Décrire ces occupants comme un noyau de militants syndicaux ou politiques serait totalement erroné : la plupart ne sont pas syndiqués. Parmi eux, "il y en a même qui ont probablement voté Sarkozy", assure discrètement un participant. Quoiqu'il en soit, ils ne souhaitent pas donner de détails personnels et tiennent même à rester anonymes. Leur parole est "collective", insistent-ils. Côté positif, c'est une façon d'idéaliser leur solidarité. Côté négatif, le signe d'une crainte sincère quant au respect des libertés par l'administration de l'éducation nationale et l'actuel gouvernement.
Ils ont lancé leur mouvement en dehors des syndicats, même si un adhérent FO a fait en sorte que son organisation cautionne leur action. Les syndicats, explique un professeur de sciences économiques et sociales (SES), "ont leurs propres stratégies" que ce mouvement pourrait déranger.
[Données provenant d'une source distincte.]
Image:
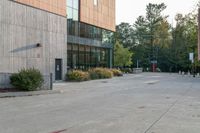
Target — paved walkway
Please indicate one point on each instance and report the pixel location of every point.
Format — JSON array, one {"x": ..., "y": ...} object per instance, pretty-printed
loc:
[{"x": 144, "y": 103}]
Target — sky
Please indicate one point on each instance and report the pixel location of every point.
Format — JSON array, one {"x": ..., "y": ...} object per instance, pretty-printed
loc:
[{"x": 129, "y": 10}]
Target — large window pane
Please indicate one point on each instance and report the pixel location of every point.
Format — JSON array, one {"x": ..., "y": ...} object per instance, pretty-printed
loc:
[
  {"x": 76, "y": 4},
  {"x": 70, "y": 3},
  {"x": 75, "y": 15},
  {"x": 69, "y": 13}
]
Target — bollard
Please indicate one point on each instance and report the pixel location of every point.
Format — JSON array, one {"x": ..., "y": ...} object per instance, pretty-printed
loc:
[{"x": 51, "y": 81}]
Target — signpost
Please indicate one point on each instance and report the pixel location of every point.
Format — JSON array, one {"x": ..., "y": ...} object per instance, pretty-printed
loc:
[{"x": 191, "y": 58}]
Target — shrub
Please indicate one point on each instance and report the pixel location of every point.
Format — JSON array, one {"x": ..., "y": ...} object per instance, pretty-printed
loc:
[
  {"x": 100, "y": 73},
  {"x": 27, "y": 80},
  {"x": 77, "y": 75},
  {"x": 117, "y": 72}
]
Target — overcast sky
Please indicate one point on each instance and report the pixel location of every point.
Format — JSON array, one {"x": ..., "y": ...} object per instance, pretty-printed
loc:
[{"x": 129, "y": 10}]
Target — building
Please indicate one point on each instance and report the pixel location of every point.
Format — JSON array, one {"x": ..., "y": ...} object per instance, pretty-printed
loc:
[
  {"x": 199, "y": 34},
  {"x": 90, "y": 25},
  {"x": 55, "y": 35}
]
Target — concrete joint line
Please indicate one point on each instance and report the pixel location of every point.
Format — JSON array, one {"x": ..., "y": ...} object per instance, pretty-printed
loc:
[{"x": 167, "y": 110}]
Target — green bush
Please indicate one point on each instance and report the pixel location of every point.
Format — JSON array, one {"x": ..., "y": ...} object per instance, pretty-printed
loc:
[
  {"x": 117, "y": 72},
  {"x": 27, "y": 79},
  {"x": 100, "y": 73},
  {"x": 77, "y": 75}
]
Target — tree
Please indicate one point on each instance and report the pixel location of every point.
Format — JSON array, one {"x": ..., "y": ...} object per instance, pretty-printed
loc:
[
  {"x": 122, "y": 56},
  {"x": 124, "y": 34},
  {"x": 152, "y": 35}
]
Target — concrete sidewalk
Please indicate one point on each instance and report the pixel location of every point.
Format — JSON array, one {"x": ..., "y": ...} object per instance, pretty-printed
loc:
[{"x": 144, "y": 103}]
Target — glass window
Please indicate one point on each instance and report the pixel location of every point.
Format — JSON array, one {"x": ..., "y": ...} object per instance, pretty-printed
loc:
[
  {"x": 69, "y": 13},
  {"x": 76, "y": 4},
  {"x": 75, "y": 15},
  {"x": 70, "y": 3},
  {"x": 95, "y": 2}
]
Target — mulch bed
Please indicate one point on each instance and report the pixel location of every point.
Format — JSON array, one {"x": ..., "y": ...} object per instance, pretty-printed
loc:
[{"x": 5, "y": 90}]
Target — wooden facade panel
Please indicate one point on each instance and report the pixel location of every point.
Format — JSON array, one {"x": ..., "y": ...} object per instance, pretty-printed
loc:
[
  {"x": 54, "y": 6},
  {"x": 101, "y": 15}
]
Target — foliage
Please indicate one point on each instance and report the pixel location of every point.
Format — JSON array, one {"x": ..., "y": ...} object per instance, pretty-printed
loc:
[
  {"x": 27, "y": 79},
  {"x": 152, "y": 38},
  {"x": 117, "y": 72},
  {"x": 122, "y": 56},
  {"x": 77, "y": 75},
  {"x": 100, "y": 73}
]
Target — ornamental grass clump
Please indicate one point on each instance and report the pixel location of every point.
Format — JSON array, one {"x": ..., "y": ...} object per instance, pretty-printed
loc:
[
  {"x": 77, "y": 75},
  {"x": 117, "y": 72}
]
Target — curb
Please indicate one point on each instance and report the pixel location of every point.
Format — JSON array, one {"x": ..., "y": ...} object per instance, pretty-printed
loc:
[{"x": 30, "y": 93}]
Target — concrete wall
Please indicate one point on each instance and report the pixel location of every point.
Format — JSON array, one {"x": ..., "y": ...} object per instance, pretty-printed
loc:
[
  {"x": 21, "y": 28},
  {"x": 54, "y": 6},
  {"x": 101, "y": 15}
]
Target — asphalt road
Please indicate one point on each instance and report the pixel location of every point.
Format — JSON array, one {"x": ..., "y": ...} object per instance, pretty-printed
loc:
[{"x": 143, "y": 103}]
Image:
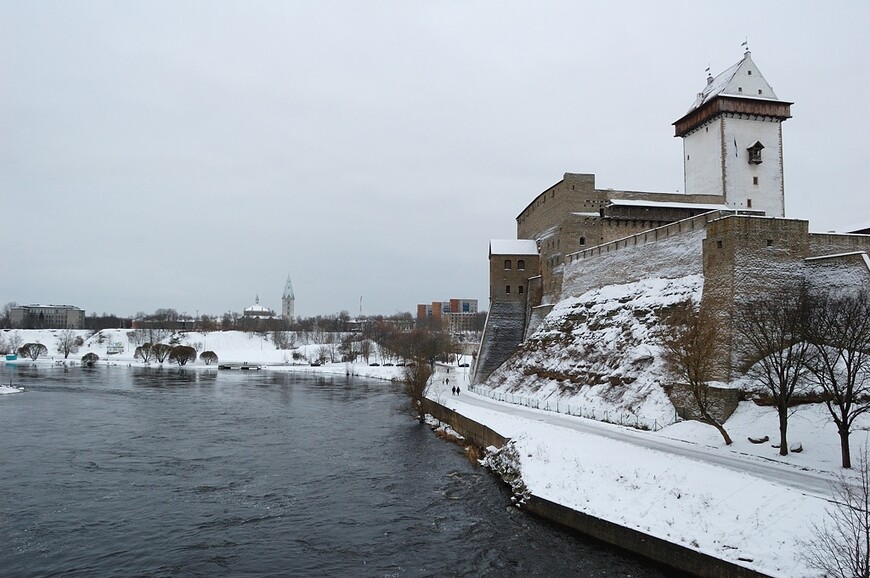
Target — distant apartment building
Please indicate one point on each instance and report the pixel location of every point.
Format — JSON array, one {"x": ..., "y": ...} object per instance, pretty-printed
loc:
[
  {"x": 47, "y": 317},
  {"x": 457, "y": 315}
]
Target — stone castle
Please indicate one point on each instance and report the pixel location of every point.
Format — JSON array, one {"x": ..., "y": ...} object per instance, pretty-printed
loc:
[{"x": 728, "y": 226}]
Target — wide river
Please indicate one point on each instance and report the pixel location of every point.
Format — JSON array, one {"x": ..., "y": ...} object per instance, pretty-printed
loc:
[{"x": 117, "y": 471}]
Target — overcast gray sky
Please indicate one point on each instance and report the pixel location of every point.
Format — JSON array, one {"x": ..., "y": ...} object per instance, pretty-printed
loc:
[{"x": 193, "y": 154}]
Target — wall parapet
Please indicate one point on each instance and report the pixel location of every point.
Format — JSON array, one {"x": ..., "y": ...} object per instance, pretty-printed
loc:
[{"x": 649, "y": 236}]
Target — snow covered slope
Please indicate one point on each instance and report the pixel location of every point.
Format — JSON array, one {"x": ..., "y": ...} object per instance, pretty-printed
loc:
[{"x": 599, "y": 352}]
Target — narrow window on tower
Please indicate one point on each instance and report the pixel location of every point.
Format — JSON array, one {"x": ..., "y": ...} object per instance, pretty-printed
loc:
[{"x": 755, "y": 153}]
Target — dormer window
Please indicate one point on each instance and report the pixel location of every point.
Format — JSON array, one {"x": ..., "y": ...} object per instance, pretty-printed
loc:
[{"x": 755, "y": 153}]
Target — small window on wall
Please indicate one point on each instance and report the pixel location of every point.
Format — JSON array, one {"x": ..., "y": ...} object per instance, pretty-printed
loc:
[{"x": 755, "y": 153}]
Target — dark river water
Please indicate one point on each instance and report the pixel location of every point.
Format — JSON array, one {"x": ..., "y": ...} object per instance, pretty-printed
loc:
[{"x": 117, "y": 471}]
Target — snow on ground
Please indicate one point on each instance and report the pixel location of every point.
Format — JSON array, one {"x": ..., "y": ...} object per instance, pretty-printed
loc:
[
  {"x": 598, "y": 354},
  {"x": 756, "y": 514},
  {"x": 753, "y": 519}
]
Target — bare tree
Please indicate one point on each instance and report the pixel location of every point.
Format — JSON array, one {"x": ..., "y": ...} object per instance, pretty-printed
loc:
[
  {"x": 282, "y": 339},
  {"x": 143, "y": 352},
  {"x": 415, "y": 384},
  {"x": 839, "y": 331},
  {"x": 322, "y": 354},
  {"x": 68, "y": 342},
  {"x": 160, "y": 351},
  {"x": 689, "y": 351},
  {"x": 365, "y": 349},
  {"x": 208, "y": 357},
  {"x": 32, "y": 350},
  {"x": 182, "y": 354},
  {"x": 840, "y": 544},
  {"x": 15, "y": 341},
  {"x": 775, "y": 351},
  {"x": 5, "y": 316}
]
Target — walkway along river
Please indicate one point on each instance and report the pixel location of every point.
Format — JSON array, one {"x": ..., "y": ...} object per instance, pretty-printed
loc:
[{"x": 166, "y": 472}]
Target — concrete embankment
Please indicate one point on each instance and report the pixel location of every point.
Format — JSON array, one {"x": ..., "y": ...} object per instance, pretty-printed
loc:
[{"x": 661, "y": 551}]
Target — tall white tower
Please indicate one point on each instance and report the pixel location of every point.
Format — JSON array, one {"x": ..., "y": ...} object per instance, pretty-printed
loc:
[
  {"x": 288, "y": 301},
  {"x": 732, "y": 141}
]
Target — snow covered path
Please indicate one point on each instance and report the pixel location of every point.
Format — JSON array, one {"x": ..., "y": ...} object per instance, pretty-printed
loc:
[
  {"x": 805, "y": 480},
  {"x": 751, "y": 510}
]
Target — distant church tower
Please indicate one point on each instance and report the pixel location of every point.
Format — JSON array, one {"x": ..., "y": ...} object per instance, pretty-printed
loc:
[
  {"x": 288, "y": 302},
  {"x": 732, "y": 141}
]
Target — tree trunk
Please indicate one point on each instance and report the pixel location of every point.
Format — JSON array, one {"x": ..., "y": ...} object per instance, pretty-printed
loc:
[
  {"x": 719, "y": 427},
  {"x": 783, "y": 427}
]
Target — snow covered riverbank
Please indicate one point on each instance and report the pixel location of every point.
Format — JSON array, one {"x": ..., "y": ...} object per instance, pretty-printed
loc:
[{"x": 744, "y": 503}]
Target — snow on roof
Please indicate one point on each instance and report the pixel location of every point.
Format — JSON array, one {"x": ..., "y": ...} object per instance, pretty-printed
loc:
[
  {"x": 664, "y": 204},
  {"x": 854, "y": 227},
  {"x": 835, "y": 256},
  {"x": 726, "y": 83},
  {"x": 513, "y": 247}
]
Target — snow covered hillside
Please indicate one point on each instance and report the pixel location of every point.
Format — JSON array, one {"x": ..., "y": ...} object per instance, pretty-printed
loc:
[{"x": 598, "y": 353}]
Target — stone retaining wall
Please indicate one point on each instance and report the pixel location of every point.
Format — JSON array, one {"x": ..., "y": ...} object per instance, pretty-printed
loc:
[{"x": 650, "y": 547}]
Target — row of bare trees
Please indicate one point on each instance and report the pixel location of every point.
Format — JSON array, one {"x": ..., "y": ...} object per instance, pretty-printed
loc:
[
  {"x": 795, "y": 343},
  {"x": 179, "y": 354}
]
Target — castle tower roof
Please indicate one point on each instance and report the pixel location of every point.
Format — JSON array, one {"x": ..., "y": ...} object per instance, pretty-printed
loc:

L'idée d'occuper l'établissement leur est venue le jour de la grève nationale du 20 novembre. "On s'est réunis et on s'est demandé ce qu'on allait faire après la grève", explique une jeune enseignante, elle aussi professeur de SES. Il faut dire que "la grève", depuis celle du printemps 2003 qu'ils ont pour la plupart suivie, est frappée à leurs yeux du sceau de l'inefficacité : prélèvements sur salaires trop douloureux, surtout pour des couples d'enseignants, et mauvaise humeur garantie des parents d'élèves.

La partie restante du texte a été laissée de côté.